Congress has tried in many ways to help employers through the COVID-19 pandemic. The headline news was the Payroll Protection Program, passed as part of the CARES Act last year. But, the Taxpayer Certainty and Disaster Relief Act of 2020, enacted on December 27, 2020, made some changes to the employee retention tax credits previously available under the CARES Act, including extending the Employee Retention Credit (ERC) through June 30, 2021.
With the new changes, employers, including Estate Planning attorneys, may be able to claim a refundable credit against the employer’s share of the Social Security tax. That credit could be up to a maximum of $7,000 per employee per calendar quarter, for a total of $14,000 in 2021. Under current legislation, the credit is only applicable through June 30, 2021. The credit is 70% of qualifying wages up to $10,000 per employee per quarter. The credit is refundable. In other words, even if you don’t owe that much in taxes, you’d still get a refund of that amount.
Employers are eligible if they operated a business between January 1 through June 30, 2021, and experienced either:
- A full or partial suspension of the operation of their trade or business during this period because of governmental orders limiting commerce, travel, or group meetings due to COVID-19, or
- A decline in gross receipts in a calendar quarter in 2021 where the gross receipts of that calendar quarter are less than 80% of the gross receipts in the same calendar quarter in 2019 (to be eligible based on a decline in gross receipts in 2020 the gross receipts were required to be less than 50%).
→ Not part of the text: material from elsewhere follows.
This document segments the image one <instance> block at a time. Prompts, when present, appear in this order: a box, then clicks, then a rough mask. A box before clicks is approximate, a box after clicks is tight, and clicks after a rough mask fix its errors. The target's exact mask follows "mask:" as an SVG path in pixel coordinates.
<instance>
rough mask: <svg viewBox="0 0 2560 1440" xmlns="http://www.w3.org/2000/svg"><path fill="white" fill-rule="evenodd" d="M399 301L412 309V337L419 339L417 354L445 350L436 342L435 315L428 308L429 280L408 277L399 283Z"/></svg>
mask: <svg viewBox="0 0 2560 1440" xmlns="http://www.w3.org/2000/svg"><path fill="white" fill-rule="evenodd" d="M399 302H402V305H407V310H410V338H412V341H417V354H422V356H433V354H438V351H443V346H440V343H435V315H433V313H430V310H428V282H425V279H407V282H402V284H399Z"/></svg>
If your business didn’t exist in 2019, you’d use the corresponding quarter in 2020 for the comparison.
According to the IRS, “for an employer that averaged 500 or fewer full-time employees in 2019, qualified wages are generally those wages paid to all employees during a period that operations were fully or partially suspended or during the quarter that the employer had a decline in gross receipts regardless of whether the employees are providing services.”
Further, the law now allows employers who received Paycheck Protection Program (PPP) loans to claim the ERC for qualified wages that are not treated as payroll costs in obtaining forgiveness of the PPP loan. In other words, you can count them as long as you’re not double-dipping.
You can obtain the credit before filing your employment tax return by reducing employment tax deposits. Small employers (those under 500 full-time employees in 2019) may request advance payment of the credit (subject to certain limits) on Form 7200, Advance of Employer Credits Due to Covid-19, after reducing deposits. Larger employers don’t qualify for this advancement.
If you’d like more information, see this announcement from the IRS (https://www.irs.gov/newsroom/new-law-extends-covid-tax-credit-for-employers-who-keep-workers-on-payroll).
Further, the IRS has extended the deadline for the filing of individual income taxes to May 17, 2021.